Just my luck: One of the water pump studs backed out just enough that I couldn't squeeze a 6-point or 12-point wrench or even a rotary cut-off wheel onto the nut. All attempts to use a open-end or locking pliers succeeded in deforming the nut further.

I took a little 6" hacksaw and began hacking off enough of the stud so I could squeeze a wrench over it. It took two days (I found out I bought the wrong blade size after Home Depot closed for the day) and two blades, but I successfully hacked off about 1/8" off the end of the stud, which was enough clearance that I could fit a 6-point wrench onto the deformed mess of the hex nut.

Seriously, having a 6-point wrench made removing the nuts so stupidly easy. Worth the $7 I paid. I wouldn't bother with anything else.

Boy, I sure made a mess of this one. Will be ordering new ones this weekend when I go down to LA for a trip to McMaster-Carr and a date.

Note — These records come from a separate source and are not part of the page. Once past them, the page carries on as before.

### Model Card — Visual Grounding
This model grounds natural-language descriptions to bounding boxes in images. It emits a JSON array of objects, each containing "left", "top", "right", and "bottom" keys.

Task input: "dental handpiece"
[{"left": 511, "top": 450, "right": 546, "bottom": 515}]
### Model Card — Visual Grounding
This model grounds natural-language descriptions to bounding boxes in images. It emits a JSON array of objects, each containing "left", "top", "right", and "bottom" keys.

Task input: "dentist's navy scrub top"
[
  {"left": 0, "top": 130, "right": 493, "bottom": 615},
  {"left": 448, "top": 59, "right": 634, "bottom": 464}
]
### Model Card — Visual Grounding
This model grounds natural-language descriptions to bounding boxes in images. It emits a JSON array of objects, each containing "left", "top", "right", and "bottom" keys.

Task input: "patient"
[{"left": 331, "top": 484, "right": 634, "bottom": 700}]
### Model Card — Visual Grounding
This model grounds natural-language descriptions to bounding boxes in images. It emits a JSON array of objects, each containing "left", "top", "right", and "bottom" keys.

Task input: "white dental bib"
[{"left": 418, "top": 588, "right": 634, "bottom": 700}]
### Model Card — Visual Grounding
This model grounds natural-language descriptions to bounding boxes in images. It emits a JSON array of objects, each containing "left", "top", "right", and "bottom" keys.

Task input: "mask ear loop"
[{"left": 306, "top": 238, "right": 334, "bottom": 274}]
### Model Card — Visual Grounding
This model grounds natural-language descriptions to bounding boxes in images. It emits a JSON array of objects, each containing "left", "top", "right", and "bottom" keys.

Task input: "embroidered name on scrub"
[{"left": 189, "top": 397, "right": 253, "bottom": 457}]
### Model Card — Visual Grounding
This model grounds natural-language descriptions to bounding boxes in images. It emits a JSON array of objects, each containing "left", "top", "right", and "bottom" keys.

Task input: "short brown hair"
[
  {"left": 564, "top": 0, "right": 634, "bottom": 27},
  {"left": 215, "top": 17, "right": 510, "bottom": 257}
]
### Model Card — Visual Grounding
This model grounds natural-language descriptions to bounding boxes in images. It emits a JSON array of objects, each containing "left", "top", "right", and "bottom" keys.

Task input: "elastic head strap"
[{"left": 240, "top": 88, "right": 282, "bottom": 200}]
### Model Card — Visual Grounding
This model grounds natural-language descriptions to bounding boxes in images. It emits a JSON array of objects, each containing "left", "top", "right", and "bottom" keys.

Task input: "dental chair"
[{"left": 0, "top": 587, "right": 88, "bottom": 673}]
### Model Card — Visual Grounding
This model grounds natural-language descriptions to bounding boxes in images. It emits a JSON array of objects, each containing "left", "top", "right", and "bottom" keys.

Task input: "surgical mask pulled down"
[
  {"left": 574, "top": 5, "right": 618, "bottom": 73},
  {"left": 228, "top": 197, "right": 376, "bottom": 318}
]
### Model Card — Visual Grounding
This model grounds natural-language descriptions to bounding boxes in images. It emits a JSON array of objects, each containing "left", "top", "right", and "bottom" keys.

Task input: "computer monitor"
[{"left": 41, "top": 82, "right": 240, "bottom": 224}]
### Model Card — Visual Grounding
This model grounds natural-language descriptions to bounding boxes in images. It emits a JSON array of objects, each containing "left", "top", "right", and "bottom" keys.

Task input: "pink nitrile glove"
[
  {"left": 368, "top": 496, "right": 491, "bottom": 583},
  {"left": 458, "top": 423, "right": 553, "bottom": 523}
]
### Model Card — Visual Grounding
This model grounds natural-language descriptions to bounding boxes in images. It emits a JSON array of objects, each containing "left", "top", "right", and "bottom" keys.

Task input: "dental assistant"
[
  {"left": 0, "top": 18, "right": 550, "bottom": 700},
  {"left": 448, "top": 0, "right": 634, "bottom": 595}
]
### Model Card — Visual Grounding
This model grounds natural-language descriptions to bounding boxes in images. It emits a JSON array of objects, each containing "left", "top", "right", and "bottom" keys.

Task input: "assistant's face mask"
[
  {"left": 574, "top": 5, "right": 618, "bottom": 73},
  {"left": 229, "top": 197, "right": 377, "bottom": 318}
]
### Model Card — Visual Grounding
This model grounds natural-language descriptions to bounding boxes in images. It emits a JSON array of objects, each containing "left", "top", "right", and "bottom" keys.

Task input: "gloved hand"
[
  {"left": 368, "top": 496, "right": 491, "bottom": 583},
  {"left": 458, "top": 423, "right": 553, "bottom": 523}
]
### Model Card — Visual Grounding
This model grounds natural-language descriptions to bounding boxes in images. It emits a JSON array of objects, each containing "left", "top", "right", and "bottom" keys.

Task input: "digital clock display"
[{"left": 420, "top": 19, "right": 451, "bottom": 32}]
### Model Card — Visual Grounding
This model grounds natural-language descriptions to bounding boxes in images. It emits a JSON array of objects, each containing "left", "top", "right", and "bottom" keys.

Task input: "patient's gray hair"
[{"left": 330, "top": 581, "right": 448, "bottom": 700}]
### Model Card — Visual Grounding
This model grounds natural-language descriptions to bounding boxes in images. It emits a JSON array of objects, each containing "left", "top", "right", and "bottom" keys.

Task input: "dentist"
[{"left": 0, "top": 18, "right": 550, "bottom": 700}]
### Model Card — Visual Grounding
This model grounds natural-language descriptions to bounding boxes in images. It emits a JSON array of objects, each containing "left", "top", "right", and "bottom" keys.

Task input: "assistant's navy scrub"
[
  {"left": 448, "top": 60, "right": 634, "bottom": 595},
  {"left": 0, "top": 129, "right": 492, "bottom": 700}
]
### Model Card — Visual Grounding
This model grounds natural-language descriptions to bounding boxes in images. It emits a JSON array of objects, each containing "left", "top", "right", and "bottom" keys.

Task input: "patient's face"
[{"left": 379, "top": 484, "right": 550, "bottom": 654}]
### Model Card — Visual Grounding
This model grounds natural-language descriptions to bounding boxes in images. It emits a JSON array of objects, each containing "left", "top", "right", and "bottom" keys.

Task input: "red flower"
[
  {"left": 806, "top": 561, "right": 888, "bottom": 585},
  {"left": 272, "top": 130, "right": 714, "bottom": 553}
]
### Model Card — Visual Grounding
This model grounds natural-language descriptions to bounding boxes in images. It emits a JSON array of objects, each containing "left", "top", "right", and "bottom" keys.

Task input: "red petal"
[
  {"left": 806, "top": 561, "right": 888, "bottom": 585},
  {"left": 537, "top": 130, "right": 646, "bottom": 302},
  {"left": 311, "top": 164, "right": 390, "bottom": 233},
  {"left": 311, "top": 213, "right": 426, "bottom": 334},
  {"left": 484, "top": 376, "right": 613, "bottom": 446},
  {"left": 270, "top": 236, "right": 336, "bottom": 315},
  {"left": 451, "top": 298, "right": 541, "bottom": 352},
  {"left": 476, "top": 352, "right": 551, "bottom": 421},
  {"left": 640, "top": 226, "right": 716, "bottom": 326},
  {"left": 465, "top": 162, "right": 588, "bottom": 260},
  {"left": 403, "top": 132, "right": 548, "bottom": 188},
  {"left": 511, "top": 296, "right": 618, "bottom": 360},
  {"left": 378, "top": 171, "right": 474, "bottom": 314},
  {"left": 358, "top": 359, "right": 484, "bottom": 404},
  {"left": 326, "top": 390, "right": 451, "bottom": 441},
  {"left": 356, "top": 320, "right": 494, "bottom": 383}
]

I also repurposed a bit of old radiator hose to make this neat little blade guard based on something I read in Popular Mechanics. I'll probably regret hacking up this one since none of the local shops stocked it and I had to order the new one off Amazon.

In other news I've slathered enough Naval Jelly on the battery tray area to clean up just a bit of the corrosion. I'll keep working at it, but I'll definitely have whoever handles the body work replace that when they repaint the engine bay.

Next step: figuring out how to release tension on the drive belts.